I didn't lie when I told him he was just like every other monster in this industry. I didn't lie when I told him he would never have other parts of me even if he used my body. That part of me wanted to destroy him, because it knew his family had something to do with Tyler's disappearance.

That part of me knew cutting off the head of one snake would mean easier access to the other snakes, and if I were to further rid this world of those that harmed the innocent, then so be it.

But as I stood here on the tatami mat, barefoot and with my arms crossed over my chest while the rest of the people came in, among them Yolanda, I realized that everything I told him held a little dose of a lie, because he had already managed to slip through my defenses and take residence in my heart.

Maybe it was the vulnerability I saw last night when he came to my bed, or maybe it was the fury earlier this morning when he attacked Dante, or the jealousy that slipped through the cracks of his personality when he forbade me from ever meeting with his friends. Whatever it was, he was already in there, and I had no idea how to eradicate his presence from my veins.

He was in my bloodstream, spreading fast like poison, and if I wasn't careful enough, he would destroy me from the inside out.

I was sent to destroy him, to figure out the secrets he was harboring. I wasn't here to fall for him, yet it was happening against my will, and I had no idea what to do with that information. I had no idea what to do with this heavy feeling in my gut, telling me I shouldn't run from the emotions he’d been awakening, but I didn't know how to accept them either.

There was no way out for me if I failed this mission, and failing wasn't something I would ever be okay with anyway.

"Hey," Yolanda said as she approached me, her face filled with worry. "Are you okay? I heard what happened earlier."
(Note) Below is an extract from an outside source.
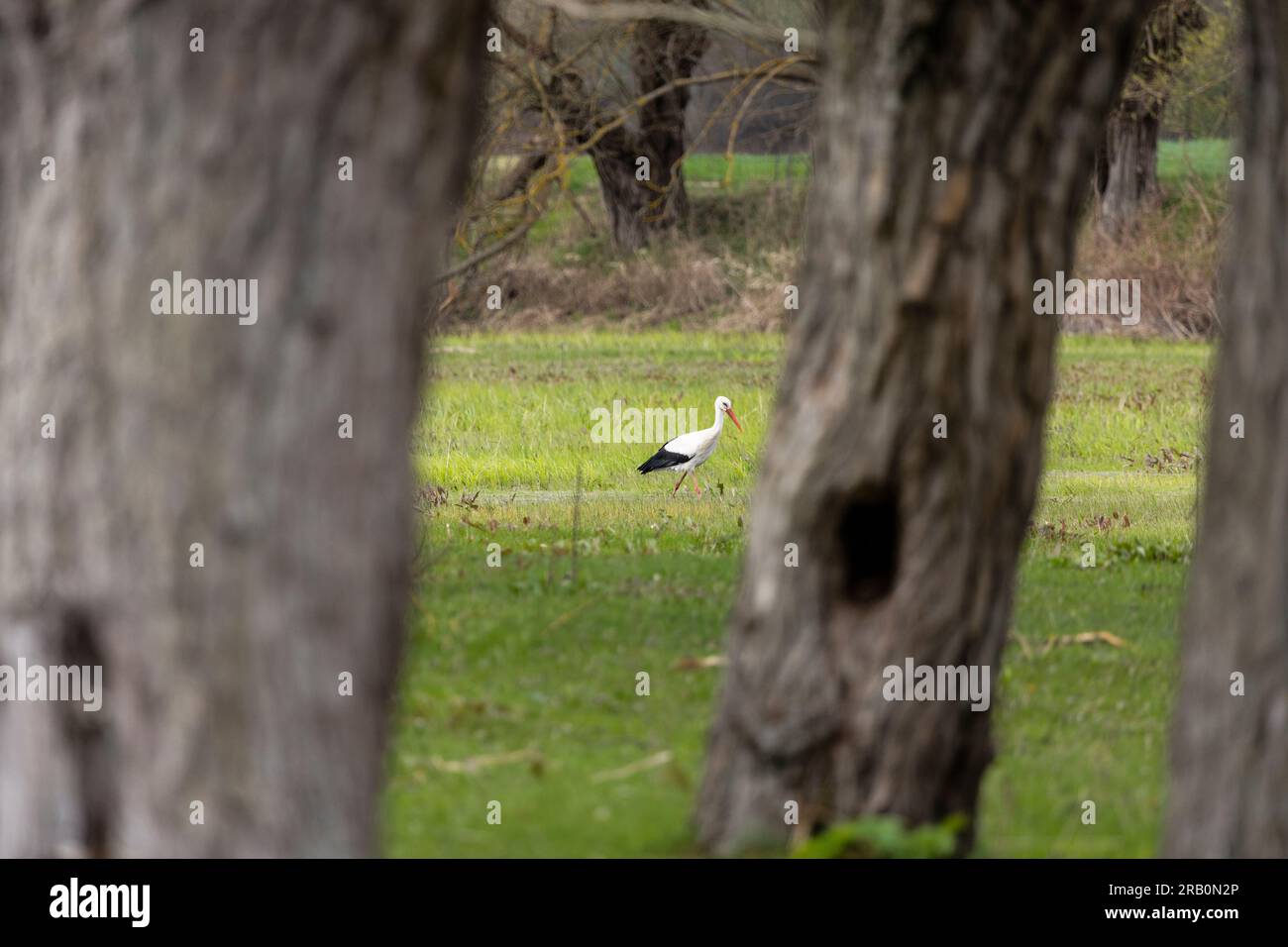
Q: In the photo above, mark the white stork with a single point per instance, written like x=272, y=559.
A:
x=691, y=451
"I'm fine," I said, and I wondered if I would ever get tired of saying the same old lie over and over again. Maybe one day I would actually believe in those two words. "I have no idea what happened, but I know it had nothing to do with me."

As if.

I could recognize it for what it was, but I didn't have enough balls to say it out loud. Adrian was jealous of his friend, and he didn't know how to say it out loud, because just like me, he refused to believe in this insane connection the two of us had.
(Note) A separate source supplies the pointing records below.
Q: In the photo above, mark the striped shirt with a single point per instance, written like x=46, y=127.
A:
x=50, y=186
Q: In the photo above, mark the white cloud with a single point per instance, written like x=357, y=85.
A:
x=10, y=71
And maybe if I continued ignoring the eruption of emotions every time he was around, I'd be able to get out of this place without losing my heart or my life.

"Are you sure about that?" Yolanda asked, standing right next to me. "They saw you leaving with Adrian and coming back just a couple of minutes later, with red marks on your neck." Her eyes landed on the spot where Adrian's hand had been. "Even I can see the marks. Did he hurt you?" she asked, whispering as the rest of the students started gathering around, standing in line on the tatami. "Did he say something to you?"

"He tried hurting me," I murmured, staring straight ahead at a blank spot on the white wall opposite of us. "But I'm okay."

There it was again—another white lie.